After the funeral, I packed and boarded the plane.

The retreat, on a beautiful Greek island Alonissos is facilitated by Julie, a beautiful petite woman with short hair and graceful dancer’s movements.

We write in the morning on prompts she gives us. We read aloud what we wrote.

The prompts can be snippets of poems, postcard of a painting.

Yesterday we wrote from the perspective of one of our body parts. My damaged partially blind eye wrote that short story. My blind eye surprisingly has a sense of humour.

I am learning to write work which is less based on my life. but who of course, all writing is autobiographical. Just not literally. Julie keeps telling us:

Remember, it is all fiction

.I wish those journalists insisting on knowing about my personal life realised that the only important part of me they need to know is Lucie Novak, the writer, and them meet her in my books.

Did I say ” books”? Wow ! But yes, I will write more books.

We were all a bit scared.

Julie calls us writers, claiming we are.

Somehow, that made me believe that I really am a writer. The discussion, moderated by Julie is only about “what works”. She tells us to “chase the inner critic away”. How well we all know that little voice, whispering that we are wasting our time writing useless nonsense, instead of doing something useful.

Women are good at believing they are not good enough.

Julie makes us feel we are…

We write on a terrace above the sea. It is quiet, only cicadas making a noise.


We are all different, some confident, some not, black and white, various life stories, all middle aged. Middle age shifted for me once I got older. My children would probably call us “old women”.

The one talking about her long writing experience, convinced she is an author, is most likely the one with most insecurities.

The two women talking about their work being rubbish are probably the most talented.

Surprisingly, I feel safe and liked. I am the only non-native English speaker, and the only European.
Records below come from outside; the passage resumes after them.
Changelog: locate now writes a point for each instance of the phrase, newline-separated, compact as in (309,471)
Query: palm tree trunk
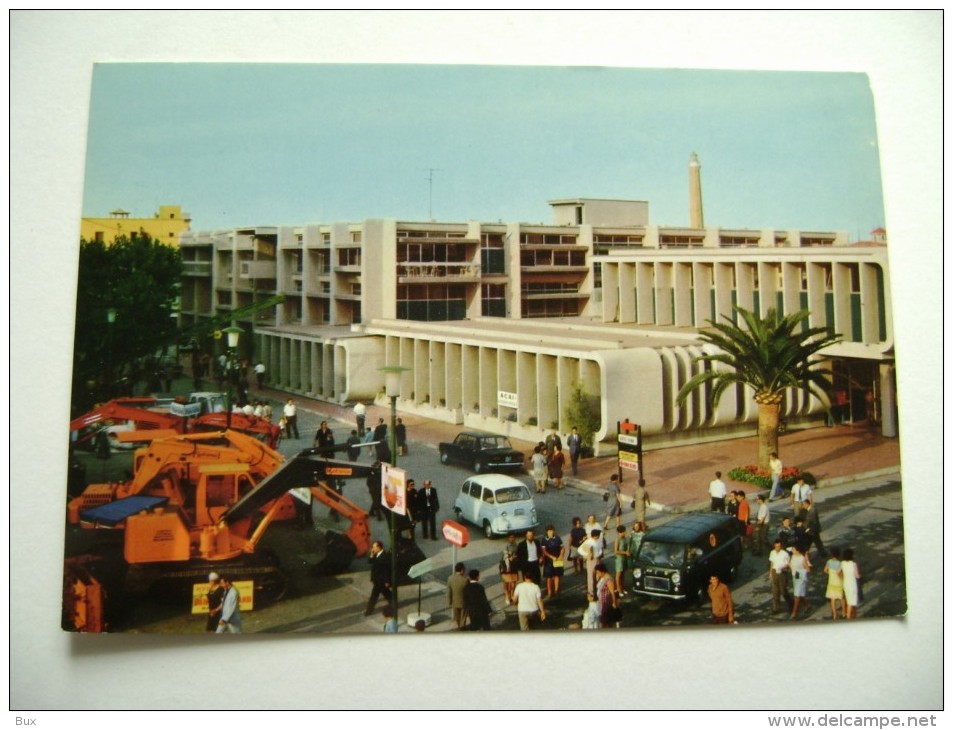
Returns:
(768,413)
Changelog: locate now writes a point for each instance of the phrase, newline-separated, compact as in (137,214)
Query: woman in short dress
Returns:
(851,574)
(576,535)
(835,583)
(800,567)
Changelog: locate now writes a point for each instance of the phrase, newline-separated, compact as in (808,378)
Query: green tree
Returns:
(769,355)
(139,279)
(582,411)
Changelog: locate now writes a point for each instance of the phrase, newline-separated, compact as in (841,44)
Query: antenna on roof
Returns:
(431,171)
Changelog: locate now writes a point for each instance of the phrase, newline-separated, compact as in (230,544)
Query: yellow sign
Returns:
(246,596)
(629,460)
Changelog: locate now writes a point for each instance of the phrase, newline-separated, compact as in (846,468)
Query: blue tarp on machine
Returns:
(113,513)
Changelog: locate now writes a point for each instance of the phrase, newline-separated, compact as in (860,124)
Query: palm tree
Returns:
(769,355)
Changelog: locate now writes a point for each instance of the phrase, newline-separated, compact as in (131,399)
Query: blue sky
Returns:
(286,144)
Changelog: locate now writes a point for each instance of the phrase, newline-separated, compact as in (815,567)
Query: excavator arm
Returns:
(306,469)
(311,469)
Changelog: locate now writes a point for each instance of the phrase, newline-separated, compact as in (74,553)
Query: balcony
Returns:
(431,271)
(258,270)
(197,268)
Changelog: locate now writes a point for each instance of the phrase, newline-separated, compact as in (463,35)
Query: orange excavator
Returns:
(154,417)
(201,503)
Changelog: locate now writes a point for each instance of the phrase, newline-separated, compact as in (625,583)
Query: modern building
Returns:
(497,323)
(166,226)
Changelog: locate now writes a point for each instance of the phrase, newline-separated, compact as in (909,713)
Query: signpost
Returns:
(457,535)
(630,448)
(415,572)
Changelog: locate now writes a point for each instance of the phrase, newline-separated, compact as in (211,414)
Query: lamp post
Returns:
(110,320)
(232,333)
(392,375)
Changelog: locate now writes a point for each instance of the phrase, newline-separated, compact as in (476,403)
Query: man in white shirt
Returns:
(360,413)
(291,416)
(762,520)
(591,550)
(717,490)
(779,561)
(800,492)
(529,600)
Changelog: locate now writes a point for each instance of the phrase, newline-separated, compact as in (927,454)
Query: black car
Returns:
(677,559)
(481,452)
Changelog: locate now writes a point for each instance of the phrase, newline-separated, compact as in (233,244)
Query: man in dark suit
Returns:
(428,504)
(529,553)
(475,604)
(380,577)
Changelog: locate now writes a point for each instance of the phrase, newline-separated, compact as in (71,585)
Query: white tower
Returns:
(695,214)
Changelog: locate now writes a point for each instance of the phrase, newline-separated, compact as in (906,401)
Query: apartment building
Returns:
(165,226)
(497,322)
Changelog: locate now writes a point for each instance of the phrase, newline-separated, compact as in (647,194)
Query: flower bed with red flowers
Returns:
(762,477)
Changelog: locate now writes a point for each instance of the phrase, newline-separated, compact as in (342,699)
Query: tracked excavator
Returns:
(201,503)
(118,420)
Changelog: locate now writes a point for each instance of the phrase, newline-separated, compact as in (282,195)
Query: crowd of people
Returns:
(533,569)
(789,560)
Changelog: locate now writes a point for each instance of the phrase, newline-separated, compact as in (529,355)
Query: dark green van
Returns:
(677,559)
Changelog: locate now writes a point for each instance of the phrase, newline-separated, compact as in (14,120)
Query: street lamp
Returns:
(110,320)
(232,333)
(392,375)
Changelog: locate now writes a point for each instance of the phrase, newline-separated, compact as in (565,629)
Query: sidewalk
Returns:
(677,478)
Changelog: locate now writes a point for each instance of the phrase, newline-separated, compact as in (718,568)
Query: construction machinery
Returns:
(110,424)
(203,502)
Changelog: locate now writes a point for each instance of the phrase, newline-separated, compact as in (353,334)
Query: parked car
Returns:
(497,503)
(481,452)
(677,559)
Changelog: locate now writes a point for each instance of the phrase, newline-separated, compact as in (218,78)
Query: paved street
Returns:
(863,514)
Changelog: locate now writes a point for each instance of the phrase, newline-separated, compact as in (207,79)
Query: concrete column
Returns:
(888,401)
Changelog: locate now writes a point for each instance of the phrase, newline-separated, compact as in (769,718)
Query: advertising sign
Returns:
(628,439)
(455,533)
(394,489)
(505,399)
(629,460)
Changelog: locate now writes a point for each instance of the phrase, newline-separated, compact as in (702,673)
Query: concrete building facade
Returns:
(497,323)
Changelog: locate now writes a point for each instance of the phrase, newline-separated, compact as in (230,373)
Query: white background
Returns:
(885,664)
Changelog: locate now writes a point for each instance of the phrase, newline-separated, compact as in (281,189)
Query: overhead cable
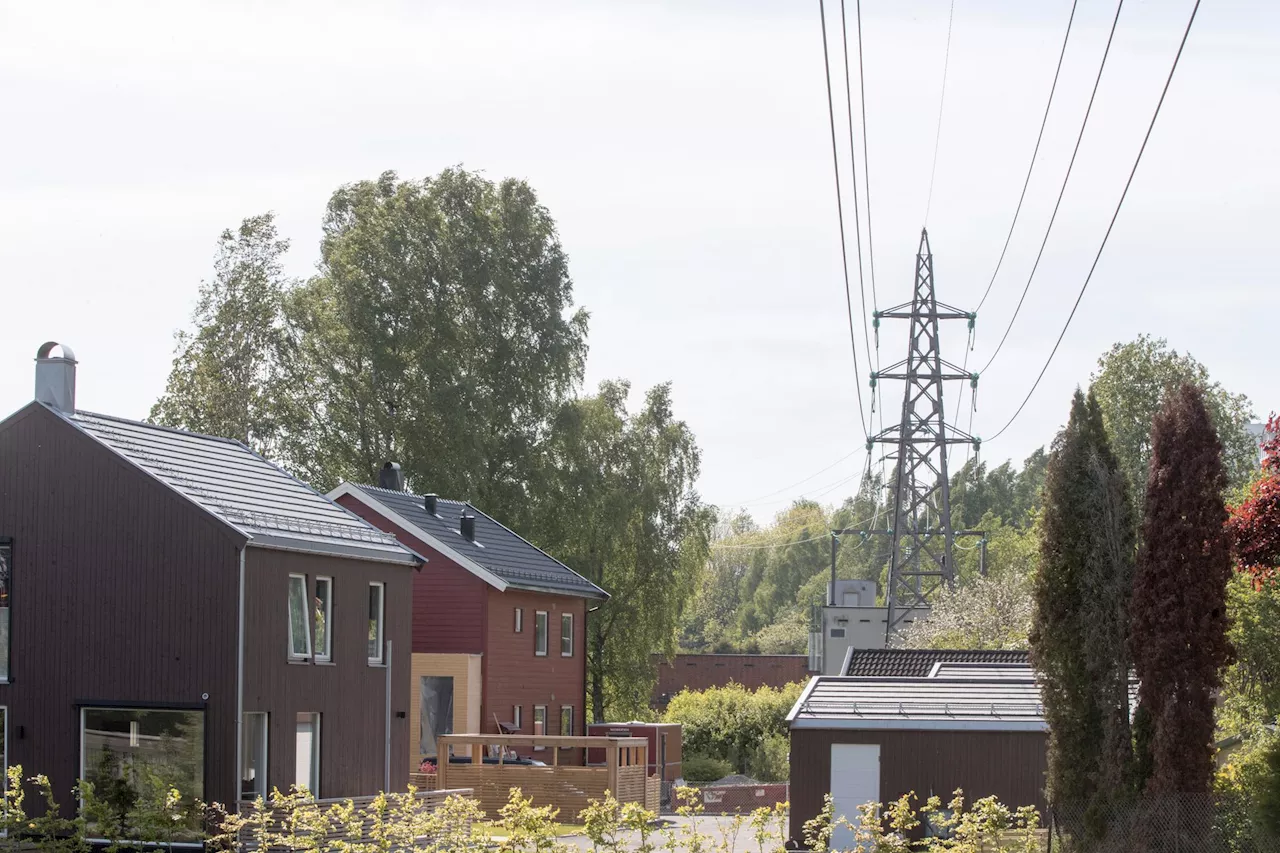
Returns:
(1111,224)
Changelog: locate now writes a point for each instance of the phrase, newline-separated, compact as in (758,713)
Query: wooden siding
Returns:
(123,592)
(702,671)
(448,601)
(465,671)
(1009,765)
(513,675)
(348,693)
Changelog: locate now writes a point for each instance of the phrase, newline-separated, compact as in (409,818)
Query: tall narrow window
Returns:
(539,721)
(5,582)
(540,633)
(306,757)
(254,762)
(324,619)
(300,630)
(375,623)
(566,634)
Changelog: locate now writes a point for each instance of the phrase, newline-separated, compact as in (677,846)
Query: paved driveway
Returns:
(721,829)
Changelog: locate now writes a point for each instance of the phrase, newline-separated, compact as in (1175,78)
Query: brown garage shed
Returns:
(976,726)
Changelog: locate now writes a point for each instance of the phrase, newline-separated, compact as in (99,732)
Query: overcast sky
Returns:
(684,150)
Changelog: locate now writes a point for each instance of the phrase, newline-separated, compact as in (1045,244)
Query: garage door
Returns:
(854,780)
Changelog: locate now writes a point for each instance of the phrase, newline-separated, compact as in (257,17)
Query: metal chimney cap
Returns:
(45,349)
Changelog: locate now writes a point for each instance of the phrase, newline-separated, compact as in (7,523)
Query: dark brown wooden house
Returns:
(499,626)
(951,724)
(174,602)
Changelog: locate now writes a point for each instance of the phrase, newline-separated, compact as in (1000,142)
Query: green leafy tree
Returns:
(439,332)
(618,506)
(1132,383)
(225,374)
(1079,628)
(1179,603)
Maybe American women are kinder, nicer, but no, it is Julie’s kindness and skill that makes the retreat a safe place.

I forget about my mother, the regrets of the possibility of a good relationship we never had. Here, I am somebody else. Lucie, the writer.

I make friends with several of the Americans. I learn a lot about America, much more than I learnt from all those novels I read and the movies I have seen. It is fascinating.

A former black Panther, a super smart woman and her partner are both becoming close friends…

A teacher, so brilliant and witty I wish my teachers were like that.

A quiet very talented Jewish woman form New York, who looks like Andie McDowall.

Another gentle quiet Canadian, who writes with the same grace she moves.

A slightly older woman writing with such humour about her evil little sister… many others.

I feel that they are all more talented than I am, but we probably all think that…

Thank you, Lily from Goodreads for recommending me the workshop.

Thank you “Women reading aloud.”

 Thank you Julie. Thank you, new friends.

I am having an amazing experience, and we are only in the middle of the ten days’ retreat. You helped me to make the grief and regret of my mother’s death go away. You made me feel happy. I am glowing, and it is not just my tan.

Am I a writer? Who knows?  But I will be back next year.